The procedure is that the tenders must be published first, which are largely pre-financed by governments. After implementation, the invoices are sent to Brussels, and finally the euros come into the treasury. Moreover, the money can be called up for three years after the end of the budget period. This is why most of the money coming in now is from the previous period, until 2020, because the extra three years expire this year.
The suspensions will not affect agricultural and rural development funding from the Common Agricultural Policy. The specific agricultural policy plan was approved last November, but tenders have not yet been launched. They will only be released gradually in consultation with the sector.
Also expected are the ‘regular’ budget direct catch-up funds, which are not managed through national governments, and even a fraction of the €22 billion in indirect catch-up funds – most of which have been suspended.

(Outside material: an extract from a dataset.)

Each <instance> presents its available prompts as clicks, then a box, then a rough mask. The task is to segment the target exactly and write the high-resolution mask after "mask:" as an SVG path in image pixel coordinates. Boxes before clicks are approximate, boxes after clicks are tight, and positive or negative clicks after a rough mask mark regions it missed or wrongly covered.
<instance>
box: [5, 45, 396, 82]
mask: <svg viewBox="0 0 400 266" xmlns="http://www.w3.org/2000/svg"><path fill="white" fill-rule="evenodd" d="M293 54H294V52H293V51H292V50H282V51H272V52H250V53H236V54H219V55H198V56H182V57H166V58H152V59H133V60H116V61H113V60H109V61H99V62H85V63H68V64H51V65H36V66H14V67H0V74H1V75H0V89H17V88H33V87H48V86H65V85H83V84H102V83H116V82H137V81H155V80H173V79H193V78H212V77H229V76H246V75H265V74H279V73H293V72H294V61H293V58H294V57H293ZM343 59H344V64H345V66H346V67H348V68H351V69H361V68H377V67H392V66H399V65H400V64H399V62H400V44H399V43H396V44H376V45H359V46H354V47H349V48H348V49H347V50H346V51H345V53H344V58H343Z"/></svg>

What are we not getting and why?
The €5.8 billion (roughly HUF 2,200 billion) non-reimbursable part of the recovery fund is also open for applications because the spending plan was also approved by Member States last December, but the money cannot yet be called up from the EU.
This would require the completion of 27 “super-milestones,” which are part of an interlinked system. Most of them also block part of the ‘regular’ budget for catch-up funding (roughly €6.3 billion, or nearly €2,400 billion) because of the (rule-of-law) conditionality mechanism; in this procedure, public interest trusts and universities that have been converted into trusts have also been banned from entering into any grant contract.
Four judicial super-milestones have separately, as “horizontal conditions,” blocked almost all of the €22 billion of frozen catch-up money. Even on top of these, there are horizontal conditions that are an extra obstacle to some of the catch-up money, roughly €2.5 billion.